While leasing dominates outpatient and general behavioral health operations, some large operators continue to own significant portions of their real estate. Universal Health Services (UHS), one of the largest behavioral health operators in the U.S., owns approximately 86% of its behavioral health facilities. Acadia Healthcare, the largest pure-play behavioral health provider, owns about 39% of its facilities. Both companies operate high-acuity care settings where property ownership can offer operational stability, control over facility design, and long-term cost savings.

On the outpatient side, however, leasing remains the norm. LifeStance Health Group, based in Scottsdale, Arizona, leases all 652 of its centers across 32 states. This approach allows the company to focus on rapid expansion, operational efficiency, and patient-centered service delivery without the financial and logistical burdens of property ownership, reflecting a carefully executed behavioral health facility strategy.

Strategic Advantages of Leasing

Leasing real estate offers multiple strategic benefits for behavioral health providers:

  1. Rapid Expansion: Leasing allows providers to open new locations quickly, responding to market demand without the delays associated with property acquisition or construction.
  2. Capital Efficiency: By avoiding large upfront investments in real estate, providers can allocate more resources to staffing, technology, and patient care programs.
  3. Operational Flexibility: Leased properties can be adapted or relocated as market conditions change, allowing providers to optimize service delivery and scale efficiently.
  4. Patient-Centric Design: Providers can select spaces that enhance patient experience, such as accessible locations, privacy, and aesthetics, without the constraints of property ownership.
  5. Reduced Regulatory Burden: Leasing can mitigate some zoning and permitting challenges, particularly for outpatient care models that require fewer modifications to existing spaces.

Conclusion

The behavioral health industry is at a pivotal point where operational strategy and real estate management intersect. Leasing has emerged as the preferred model for most providers, enabling rapid expansion, financial flexibility, and patient-focused care delivery. While ownership remains viable for high-acuity care, outpatient-focused providers increasingly rely on leasing to meet patient needs efficiently.

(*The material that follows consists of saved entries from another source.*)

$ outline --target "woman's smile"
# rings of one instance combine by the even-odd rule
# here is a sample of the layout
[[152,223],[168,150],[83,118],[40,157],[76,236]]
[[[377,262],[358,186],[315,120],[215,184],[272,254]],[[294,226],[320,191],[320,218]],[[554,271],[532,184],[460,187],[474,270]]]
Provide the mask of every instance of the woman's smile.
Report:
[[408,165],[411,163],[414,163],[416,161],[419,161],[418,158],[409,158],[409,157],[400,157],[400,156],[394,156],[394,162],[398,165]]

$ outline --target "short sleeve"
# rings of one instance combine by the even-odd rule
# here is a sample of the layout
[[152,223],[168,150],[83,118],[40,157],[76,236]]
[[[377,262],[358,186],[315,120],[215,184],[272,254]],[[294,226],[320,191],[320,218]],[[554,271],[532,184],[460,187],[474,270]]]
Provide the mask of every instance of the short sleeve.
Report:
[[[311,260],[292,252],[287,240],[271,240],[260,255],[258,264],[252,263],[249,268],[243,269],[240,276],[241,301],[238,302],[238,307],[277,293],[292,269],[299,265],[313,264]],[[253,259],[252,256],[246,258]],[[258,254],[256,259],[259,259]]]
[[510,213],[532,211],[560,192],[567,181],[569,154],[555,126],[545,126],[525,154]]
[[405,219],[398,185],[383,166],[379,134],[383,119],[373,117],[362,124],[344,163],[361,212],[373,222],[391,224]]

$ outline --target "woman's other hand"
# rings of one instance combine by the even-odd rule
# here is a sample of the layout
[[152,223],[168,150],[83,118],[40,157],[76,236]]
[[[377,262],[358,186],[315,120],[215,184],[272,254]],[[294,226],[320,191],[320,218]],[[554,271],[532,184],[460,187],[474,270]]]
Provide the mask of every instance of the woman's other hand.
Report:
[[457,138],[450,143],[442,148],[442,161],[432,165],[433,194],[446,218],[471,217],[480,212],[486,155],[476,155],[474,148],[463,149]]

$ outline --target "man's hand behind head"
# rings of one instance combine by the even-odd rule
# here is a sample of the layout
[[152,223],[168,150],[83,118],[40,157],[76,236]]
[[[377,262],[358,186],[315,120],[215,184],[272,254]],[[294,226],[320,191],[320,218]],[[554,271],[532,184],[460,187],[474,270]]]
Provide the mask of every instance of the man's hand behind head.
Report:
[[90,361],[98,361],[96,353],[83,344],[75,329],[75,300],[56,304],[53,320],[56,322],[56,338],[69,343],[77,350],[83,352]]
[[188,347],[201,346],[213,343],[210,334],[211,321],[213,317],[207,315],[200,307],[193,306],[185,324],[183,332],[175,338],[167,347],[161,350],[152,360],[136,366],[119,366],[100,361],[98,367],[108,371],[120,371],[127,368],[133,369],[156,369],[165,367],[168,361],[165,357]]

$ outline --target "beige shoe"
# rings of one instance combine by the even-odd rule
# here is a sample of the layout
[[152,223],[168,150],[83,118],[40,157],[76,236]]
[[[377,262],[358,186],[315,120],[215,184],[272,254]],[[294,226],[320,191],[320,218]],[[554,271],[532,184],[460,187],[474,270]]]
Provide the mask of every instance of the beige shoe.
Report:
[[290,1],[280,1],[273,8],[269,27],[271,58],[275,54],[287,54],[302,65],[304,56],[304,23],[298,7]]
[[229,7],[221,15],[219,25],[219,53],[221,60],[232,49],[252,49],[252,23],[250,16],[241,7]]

By embracing leasing, creative property solutions, and community-focused expansion, behavioral health providers can continue to grow their reach, adapt to changing regulations, and maintain the quality of care that patients expect. The implementation of a strong behavioral health facility strategy ensures providers can balance operational efficiency, patient experience, and scalability in today’s dynamic healthcare landscape.